Irremediablemente, él ingresó al salón, sabía que ella lo aguardaba, sus miradas heridas y cómplices se cruzaron, se dolieron; él, de pié, ella, sentada inmóvil en el sillón. Las llaves cayeron sobre la mesa de cármica.
Él ya no pudo soportar la crueldad de aquellos instantes, entonces, llevo las manos justo detrás de su cuello, tiró de las cintas, y dejó caer al suelo la última de sus máscaras, ella comprendió el sentido de la circunstancia, y tembló ante el carácter siniestro del momento, luego, se despojo del último velo que salvaguardaba su alma, por el suelo rodó también aquella máscara.
Años atrás, aquél trance llamado enamoramiento, que los hiciera galopar en la ficción de un campo sagrado, acompasado por el terror y el hastío hacia la soledad, fue una seducción implacablemente certera, que los apuro a franquear las fronteras del sentimiento más hermosamente inmaterial, rumbo a las celdas del compromiso, del hoy y del mañana, del sexo seguro y en declive, de la luna pesarosa por las ventanas alquiladas, del recorte de presupuesto, de la familia supernumeraria, de la mística en retirada frente al arribo de la reiteración, del día a día, del semana a semana.
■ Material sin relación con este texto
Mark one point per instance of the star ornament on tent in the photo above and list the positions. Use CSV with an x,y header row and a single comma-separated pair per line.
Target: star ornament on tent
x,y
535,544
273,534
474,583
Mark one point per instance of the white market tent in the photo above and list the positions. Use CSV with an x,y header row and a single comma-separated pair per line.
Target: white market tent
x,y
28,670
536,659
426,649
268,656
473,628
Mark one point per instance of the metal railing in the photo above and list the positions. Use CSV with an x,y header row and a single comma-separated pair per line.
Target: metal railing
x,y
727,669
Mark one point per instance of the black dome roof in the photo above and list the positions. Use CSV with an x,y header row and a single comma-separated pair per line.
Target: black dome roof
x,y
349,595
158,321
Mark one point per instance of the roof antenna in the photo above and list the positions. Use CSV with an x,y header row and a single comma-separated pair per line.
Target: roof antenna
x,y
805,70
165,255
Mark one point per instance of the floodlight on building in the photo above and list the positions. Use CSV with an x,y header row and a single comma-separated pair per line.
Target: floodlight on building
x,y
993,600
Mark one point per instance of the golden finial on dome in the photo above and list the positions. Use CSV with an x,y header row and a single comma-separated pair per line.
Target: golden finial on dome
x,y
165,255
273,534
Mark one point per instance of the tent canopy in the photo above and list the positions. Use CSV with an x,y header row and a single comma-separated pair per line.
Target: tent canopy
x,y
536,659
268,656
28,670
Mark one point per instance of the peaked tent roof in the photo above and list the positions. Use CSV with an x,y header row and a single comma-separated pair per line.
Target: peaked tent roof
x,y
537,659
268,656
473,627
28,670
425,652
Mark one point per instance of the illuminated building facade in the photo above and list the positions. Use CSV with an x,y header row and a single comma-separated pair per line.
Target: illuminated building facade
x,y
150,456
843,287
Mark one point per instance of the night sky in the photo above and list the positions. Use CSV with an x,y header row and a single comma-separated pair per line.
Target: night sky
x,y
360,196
Rumbo a la celda del dormido placer espiritual, acunado por el estruendo diabólico de las llaves al caer siempre a las diez, sobre la fría mesa de cármica.
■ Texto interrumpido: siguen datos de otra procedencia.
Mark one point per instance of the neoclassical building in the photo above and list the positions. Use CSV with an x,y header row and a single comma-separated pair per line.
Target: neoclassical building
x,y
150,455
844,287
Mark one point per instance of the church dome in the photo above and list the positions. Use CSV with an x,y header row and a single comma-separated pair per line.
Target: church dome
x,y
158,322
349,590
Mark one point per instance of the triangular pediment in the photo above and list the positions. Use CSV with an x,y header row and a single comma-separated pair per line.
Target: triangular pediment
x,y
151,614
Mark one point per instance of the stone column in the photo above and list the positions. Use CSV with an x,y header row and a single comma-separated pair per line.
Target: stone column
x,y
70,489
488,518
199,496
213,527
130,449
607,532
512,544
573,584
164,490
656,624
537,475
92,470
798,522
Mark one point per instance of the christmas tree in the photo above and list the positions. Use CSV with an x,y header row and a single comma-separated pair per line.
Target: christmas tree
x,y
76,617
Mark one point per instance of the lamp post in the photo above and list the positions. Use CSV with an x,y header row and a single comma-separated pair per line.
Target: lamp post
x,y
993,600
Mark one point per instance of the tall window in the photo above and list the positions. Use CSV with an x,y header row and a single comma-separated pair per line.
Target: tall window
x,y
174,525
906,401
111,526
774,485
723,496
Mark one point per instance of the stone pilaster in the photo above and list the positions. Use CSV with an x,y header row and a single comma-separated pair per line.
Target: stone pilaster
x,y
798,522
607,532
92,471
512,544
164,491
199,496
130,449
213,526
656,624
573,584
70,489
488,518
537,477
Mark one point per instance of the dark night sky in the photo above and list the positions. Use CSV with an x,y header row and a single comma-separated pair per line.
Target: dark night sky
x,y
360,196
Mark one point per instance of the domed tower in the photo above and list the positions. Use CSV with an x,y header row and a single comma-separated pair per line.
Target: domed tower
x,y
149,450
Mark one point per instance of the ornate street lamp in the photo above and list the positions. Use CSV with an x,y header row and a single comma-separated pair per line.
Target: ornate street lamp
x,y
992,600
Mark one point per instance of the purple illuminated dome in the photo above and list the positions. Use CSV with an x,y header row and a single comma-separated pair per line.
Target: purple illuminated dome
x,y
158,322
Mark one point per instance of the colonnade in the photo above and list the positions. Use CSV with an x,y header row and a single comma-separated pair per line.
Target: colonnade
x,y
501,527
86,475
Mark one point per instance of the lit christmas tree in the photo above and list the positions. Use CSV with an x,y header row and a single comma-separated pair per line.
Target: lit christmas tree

Cuando se vieron en su más honda naturaleza, comprendieron el crimen irreversible que habían perpetrado dilatadamente con los años, descorrieron el velo que transfigura a la matemática atroz, que se frota las manos detrás de toda poesía.
Bajo una estampida salvaje, de melancolía y resignación, guardaron el silencio más doliente, porque aquel domingo cualquiera, traía consigo dos puñales con la silueta de una afilada verdad; un solo cruce de miradas bastó para desenvainarlos... Luego rodó una lágrima, y el Destino, a unísono se los enterró hasta el alma.
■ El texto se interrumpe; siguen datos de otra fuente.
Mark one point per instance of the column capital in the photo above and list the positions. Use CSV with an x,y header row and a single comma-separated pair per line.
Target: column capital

Pero algunas veces, cuando las paredes de una casa se rajan, no faltan albañiles de la costumbre que tenazmente puedan maquillarlas, y algunos humanos, se adiestran en perdonarse pequeñas cobardías de épocas pasadas, para que entonces el recuerdo no se atreva a ser más que la otra cara del olvido.
Ya en el prólogo de la muerte, no fue amor aquello que hasta allí los mantuvo unidos, sino las secuelas de aquella turbia palabra.
Cierto será que no se separaron sino hasta la muerte, pero crudamente cierto, será que ambos vivieron revolcándose entre los despojos de jóvenes caricias de inviernos pasados, y engañados en el dogma de los labios agrietados, cuyos besos de angustia, son recuerdos del tedio, y de la saliva, olvidados.
Fuera de la idealidad y del breve ensueño, el amor se muere en su esencia, y vá a pudrirse a la cripta de la rutina y la convivencia.